限られた食べ物を集団で分け合いながら細々と生きていく集団は、やがて小さくなり、消滅していきます。
一方で集団を飛びだし、新たな環境を手に入れた集団は生き延び、また次の世代を残すことができる。
特別支援の世界を出ていった親御さん達が、集団から指を指されていたように、集団から離れていったご先祖様も、後ろ指を指されていたかもしれません。
しかし、その一歩がなければ、現状を変えることはできないのです。


特別支援の結果は、もう十分すぎる程出たでしょう。
小学校から高校までだとして12年間、早期診断・療育をつかったとしたら、15年以上。
そんだけ税金と時間、家族のかけがえのない時間を使って、「やっぱり卒後は福祉でしたね、テヘッ」でどうするんです。
その場所にそれ以上いても、得られる食べ物はありません。
むしろ、誤診連発で、じゃんじゃん「発達障害」というレッテル貼りが行われている結果、食べ物が喰い尽くされた場所に、どんどん新しい人たちが入ってきているのです。


コロナ騒動で経済はボロボロ。
子どもの数は減る一方でしょう。
でも、特別支援という集団には、次々と人がやってきている。
そんなんで限られた資源、支援が、全員の手に渡るとお思いでしょうか。
考えれば、0.5秒くらいでわかることです。
しかし考えられない人がいて、考えようとしない人がいる。
その人達は大脳皮質ではなく、感情で反応している人達。
たった一度の出来事でも、強烈な不安とぶつかると、ヒトは考えることができなくなってしまうのです。

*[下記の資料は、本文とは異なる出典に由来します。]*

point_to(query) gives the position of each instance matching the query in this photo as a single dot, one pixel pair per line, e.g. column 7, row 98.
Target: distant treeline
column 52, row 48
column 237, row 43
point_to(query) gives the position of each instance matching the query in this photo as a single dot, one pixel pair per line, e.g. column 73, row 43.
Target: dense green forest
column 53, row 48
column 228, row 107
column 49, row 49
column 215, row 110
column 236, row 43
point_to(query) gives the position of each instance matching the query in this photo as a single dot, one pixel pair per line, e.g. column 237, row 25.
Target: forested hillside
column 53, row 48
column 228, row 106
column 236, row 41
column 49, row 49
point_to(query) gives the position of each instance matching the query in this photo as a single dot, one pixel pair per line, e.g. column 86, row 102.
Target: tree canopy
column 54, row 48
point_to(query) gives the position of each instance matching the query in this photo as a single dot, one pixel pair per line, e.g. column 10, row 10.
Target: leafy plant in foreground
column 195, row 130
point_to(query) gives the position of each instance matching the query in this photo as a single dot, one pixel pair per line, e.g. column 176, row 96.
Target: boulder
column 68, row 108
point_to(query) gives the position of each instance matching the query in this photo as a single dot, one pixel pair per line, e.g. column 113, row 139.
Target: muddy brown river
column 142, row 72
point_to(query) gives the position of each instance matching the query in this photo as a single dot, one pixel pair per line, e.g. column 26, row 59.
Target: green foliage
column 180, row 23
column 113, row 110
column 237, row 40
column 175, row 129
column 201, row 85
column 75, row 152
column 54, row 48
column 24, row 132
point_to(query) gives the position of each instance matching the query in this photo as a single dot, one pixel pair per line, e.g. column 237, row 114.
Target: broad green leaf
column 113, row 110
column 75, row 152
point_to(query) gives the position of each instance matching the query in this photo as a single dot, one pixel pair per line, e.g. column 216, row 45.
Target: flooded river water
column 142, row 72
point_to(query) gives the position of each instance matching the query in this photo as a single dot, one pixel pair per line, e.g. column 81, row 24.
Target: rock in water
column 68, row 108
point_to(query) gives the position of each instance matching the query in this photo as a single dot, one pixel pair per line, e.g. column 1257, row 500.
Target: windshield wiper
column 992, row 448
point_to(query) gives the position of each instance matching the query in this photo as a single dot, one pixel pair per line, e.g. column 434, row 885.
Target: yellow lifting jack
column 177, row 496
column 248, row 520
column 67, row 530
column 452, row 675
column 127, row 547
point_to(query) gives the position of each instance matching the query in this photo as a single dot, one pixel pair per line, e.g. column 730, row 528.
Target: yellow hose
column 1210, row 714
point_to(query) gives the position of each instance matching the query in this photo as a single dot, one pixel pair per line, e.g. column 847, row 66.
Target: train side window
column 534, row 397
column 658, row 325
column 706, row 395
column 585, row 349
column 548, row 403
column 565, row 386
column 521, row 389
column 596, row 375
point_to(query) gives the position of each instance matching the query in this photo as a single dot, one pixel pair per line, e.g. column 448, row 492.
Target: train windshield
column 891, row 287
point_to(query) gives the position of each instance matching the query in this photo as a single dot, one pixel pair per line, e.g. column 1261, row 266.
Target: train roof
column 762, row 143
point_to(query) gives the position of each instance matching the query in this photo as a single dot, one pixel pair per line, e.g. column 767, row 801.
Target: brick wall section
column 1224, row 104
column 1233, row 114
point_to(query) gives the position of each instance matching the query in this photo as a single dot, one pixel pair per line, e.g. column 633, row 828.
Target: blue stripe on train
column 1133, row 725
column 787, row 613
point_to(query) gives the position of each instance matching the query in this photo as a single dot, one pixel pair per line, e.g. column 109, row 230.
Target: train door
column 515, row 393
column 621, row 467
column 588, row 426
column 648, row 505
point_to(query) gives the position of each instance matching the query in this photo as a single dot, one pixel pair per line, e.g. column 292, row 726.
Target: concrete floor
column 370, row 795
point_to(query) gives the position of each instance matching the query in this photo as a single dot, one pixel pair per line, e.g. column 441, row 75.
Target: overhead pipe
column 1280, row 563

ですから私は特別支援に入る前、診断を受けに行く前が勝負だと考えています。
一度足を踏み入れてしまえば、霊感療法と同じで、ネガティブな情報ばかりです。
「もしかしたら、うちの子、発達が遅れているかも」
そんなときにポジティブな情報、アイディアを提供していきたいと考えています。
そのときなら、ヒトはまだ冷静に考えることができますので。
考えた上で、特別支援の世界に入るのは自由。
だけれども、考える間もなく入ってしまうのは、親御さんにとっても、子どもさんにとっても、マイナスなことが多いと思っています。